Unsafe Rust
Unsafe Rust

What you’ll learn: When and how to use unsafe — raw pointer dereferencing, FFI for calling C from Rust and vice versa, CString / CStr for string interop, and the discipline required to wrap unsafe code in safe interfaces.
本章将学到什么： 什么时候该用 unsafe，以及该怎么用。内容包括原始指针解引用、Rust 与 C 双向调用的 FFI、用于字符串互操作的 CString / CStr，还有怎样把不安全代码包进安全接口里。

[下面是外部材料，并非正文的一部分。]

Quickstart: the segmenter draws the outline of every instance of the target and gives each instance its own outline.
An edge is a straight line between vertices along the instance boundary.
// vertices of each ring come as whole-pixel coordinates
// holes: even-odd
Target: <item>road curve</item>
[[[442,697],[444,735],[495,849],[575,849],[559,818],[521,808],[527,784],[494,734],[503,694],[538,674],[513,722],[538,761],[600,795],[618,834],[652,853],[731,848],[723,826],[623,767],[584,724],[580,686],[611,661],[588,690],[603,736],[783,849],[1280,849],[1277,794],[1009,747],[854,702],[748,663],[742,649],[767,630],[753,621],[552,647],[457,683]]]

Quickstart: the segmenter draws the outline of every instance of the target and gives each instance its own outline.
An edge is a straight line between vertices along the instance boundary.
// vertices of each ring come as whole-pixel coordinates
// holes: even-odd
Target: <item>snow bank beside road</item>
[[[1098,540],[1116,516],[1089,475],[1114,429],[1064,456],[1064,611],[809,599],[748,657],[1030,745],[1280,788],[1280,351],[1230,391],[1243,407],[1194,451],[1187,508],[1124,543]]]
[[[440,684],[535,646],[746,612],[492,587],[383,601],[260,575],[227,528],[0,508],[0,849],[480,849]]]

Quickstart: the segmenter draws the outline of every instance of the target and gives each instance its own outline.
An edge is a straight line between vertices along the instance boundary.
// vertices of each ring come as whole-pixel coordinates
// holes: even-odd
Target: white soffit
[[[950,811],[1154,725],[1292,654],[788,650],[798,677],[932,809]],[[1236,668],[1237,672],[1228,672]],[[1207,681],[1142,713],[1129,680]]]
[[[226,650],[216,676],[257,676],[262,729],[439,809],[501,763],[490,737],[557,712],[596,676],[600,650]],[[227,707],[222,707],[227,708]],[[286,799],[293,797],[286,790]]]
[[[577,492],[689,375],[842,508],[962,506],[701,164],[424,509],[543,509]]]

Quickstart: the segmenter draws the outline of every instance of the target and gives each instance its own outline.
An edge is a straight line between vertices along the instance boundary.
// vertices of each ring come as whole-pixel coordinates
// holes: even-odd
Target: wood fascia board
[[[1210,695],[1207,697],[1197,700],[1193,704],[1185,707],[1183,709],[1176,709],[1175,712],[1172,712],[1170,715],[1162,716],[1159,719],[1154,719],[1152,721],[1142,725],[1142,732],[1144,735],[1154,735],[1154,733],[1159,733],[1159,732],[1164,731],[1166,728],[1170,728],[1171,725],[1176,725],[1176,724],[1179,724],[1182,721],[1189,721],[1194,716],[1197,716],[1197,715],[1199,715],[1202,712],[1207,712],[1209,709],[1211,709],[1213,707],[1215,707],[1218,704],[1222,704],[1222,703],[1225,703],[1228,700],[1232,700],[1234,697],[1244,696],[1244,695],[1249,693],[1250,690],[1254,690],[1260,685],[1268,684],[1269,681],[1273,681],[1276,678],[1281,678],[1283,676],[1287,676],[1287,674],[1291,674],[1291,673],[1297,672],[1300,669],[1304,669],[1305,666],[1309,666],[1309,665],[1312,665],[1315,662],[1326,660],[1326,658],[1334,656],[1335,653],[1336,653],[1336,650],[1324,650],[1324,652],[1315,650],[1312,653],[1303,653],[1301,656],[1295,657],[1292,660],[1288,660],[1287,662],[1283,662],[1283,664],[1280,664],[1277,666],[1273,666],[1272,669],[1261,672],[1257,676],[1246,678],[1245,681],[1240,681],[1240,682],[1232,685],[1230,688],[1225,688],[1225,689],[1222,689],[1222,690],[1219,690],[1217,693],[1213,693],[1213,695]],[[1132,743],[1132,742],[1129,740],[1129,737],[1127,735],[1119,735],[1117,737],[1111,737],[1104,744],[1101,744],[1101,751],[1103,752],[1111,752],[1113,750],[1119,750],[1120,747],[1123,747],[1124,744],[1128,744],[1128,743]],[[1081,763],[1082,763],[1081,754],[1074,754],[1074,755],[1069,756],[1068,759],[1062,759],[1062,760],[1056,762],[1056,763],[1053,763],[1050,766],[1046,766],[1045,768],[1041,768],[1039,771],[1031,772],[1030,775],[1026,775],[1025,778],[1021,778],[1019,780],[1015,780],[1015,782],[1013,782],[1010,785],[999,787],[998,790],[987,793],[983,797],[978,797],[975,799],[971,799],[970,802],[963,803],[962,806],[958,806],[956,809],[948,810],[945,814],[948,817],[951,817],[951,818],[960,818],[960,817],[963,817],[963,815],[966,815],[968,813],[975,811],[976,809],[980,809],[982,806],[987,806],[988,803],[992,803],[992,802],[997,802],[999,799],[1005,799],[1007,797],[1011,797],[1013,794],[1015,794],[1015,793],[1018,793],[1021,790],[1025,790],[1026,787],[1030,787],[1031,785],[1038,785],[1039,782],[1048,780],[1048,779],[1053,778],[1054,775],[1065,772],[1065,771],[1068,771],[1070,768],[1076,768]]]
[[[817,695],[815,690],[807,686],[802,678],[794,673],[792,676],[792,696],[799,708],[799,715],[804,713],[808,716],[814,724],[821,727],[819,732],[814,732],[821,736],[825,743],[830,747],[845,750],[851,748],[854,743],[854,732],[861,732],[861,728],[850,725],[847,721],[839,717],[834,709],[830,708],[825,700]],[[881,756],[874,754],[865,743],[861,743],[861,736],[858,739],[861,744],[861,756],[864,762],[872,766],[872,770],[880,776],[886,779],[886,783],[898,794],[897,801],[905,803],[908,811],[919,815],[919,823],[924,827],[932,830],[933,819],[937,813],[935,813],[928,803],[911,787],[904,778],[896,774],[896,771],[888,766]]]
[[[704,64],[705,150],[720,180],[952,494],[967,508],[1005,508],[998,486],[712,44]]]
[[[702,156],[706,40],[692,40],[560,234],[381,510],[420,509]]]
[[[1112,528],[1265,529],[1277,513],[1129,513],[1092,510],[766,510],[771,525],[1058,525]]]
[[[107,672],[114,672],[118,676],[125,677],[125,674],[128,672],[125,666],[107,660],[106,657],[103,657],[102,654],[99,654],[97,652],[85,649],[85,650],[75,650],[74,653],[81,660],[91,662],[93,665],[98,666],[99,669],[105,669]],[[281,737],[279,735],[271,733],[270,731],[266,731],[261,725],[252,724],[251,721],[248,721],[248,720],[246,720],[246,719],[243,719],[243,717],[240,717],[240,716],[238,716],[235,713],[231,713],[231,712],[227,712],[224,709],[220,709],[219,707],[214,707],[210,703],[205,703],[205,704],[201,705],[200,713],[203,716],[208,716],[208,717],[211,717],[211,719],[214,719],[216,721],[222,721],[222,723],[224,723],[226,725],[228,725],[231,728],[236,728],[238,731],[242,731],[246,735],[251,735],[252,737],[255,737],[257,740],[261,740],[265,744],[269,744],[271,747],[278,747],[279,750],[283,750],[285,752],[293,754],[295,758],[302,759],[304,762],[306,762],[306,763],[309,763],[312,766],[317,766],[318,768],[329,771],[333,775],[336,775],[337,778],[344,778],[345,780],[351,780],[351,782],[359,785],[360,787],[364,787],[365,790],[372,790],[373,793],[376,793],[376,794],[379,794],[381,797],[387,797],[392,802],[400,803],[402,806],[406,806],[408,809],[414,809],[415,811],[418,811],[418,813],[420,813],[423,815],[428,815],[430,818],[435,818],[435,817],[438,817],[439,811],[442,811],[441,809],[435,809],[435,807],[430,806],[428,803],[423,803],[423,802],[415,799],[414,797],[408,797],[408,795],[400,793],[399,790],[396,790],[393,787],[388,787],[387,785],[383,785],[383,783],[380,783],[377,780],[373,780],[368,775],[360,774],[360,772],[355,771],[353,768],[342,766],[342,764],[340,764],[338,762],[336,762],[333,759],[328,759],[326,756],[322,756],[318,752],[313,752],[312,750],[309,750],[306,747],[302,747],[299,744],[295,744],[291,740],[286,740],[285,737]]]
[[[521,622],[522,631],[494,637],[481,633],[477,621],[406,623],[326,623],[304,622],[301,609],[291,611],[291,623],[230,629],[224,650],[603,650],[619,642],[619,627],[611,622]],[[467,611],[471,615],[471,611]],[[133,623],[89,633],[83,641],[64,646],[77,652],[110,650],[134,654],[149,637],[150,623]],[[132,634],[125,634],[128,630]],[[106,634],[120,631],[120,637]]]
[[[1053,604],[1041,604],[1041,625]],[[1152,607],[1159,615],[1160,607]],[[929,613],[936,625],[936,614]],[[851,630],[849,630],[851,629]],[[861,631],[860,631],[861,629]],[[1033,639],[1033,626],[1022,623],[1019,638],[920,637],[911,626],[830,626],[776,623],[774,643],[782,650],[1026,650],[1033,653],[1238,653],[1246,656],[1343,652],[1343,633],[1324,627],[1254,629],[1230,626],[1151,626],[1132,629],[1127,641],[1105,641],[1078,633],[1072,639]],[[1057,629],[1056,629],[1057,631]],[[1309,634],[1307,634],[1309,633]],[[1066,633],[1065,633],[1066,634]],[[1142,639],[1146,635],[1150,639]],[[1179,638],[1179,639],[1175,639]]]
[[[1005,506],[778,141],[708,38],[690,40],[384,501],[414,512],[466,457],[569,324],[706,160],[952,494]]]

unsafe 会打开 Rust 编译器平时默认关着的那几扇门。
也就是说，编译器不再替忙兜底，很多约束要靠代码作者自己守住。
- Dereferencing raw pointers
  解引用原始指针
- Accessing mutable static variables
  访问可变静态变量
- https://doc.rust-lang.org/book/ch19-01-unsafe-rust.html
With great power comes great responsibility.
能力越大，越容易一脚踩进未定义行为。
- unsafe 本质上是在告诉编译器：“这些不变量由程序员负责保证。”
  编译器平时会替忙检查的那部分，现在全部改成人工担保。
- Must guarantee no aliased mutable and immutable references, no dangling pointers, no invalid references, and so on.
  必须自己保证：不存在别名的可变与不可变引用，不存在悬空指针，不存在无效引用，等等。
- The scope of unsafe should be kept as small as possible.
  unsafe 的作用范围越小越好，别一时图省事把整段逻辑全糊进去。
- Every unsafe block should have a Safety: comment describing the assumptions being made.
  每个 unsafe 块都应该有明确的 Safety: 注释，把成立前提写清楚。

Unsafe Rust examples
`unsafe` 的基础示例

unsafe fn harmless() {}
fn main() {
    // Safety: We are calling a harmless unsafe function
    unsafe {
        harmless();
    }
    let a = 42u32;
    let p = &a as *const u32;
    // Safety: p is a valid pointer to a variable that will remain in scope
    unsafe {
        println!("{}", *p);
    }
    // Safety: Not safe; for illustration purposes only
    let dangerous_buffer = 0xb8000 as *mut u32;
    unsafe {
        println!("About to go kaboom!!!");
        *dangerous_buffer = 0; // This will SEGV on most modern machines
    }
}

Simple FFI example (Rust library function consumed by C)
简单 FFI 示例：让 C 调用 Rust 库函数

FFI Strings: `CString` and `CStr`
FFI 字符串：`CString` 与 `CStr`

FFI 全称是 Foreign Function Interface，就是 Rust 用来和其他语言互相调用的接口机制。最常见的对象当然是 C。
这个概念听着很玄，其实就是“跨语言边界时，双方怎么约定数据和函数调用方式”。

当 Rust 代码和 C 代码交互时，Rust 的 String 与 &str 不能直接等同于 C 字符串。Rust 字符串是 UTF-8 字节序列，不自带结尾的 \0；C 字符串则是以空字符结尾的字节数组。标准库里对应的桥接类型就是 CString 和 CStr。
一个负责“从 Rust 侧构造可交给 C 的字符串”，另一个负责“把来自 C 的字符串借用成 Rust 可读形式”。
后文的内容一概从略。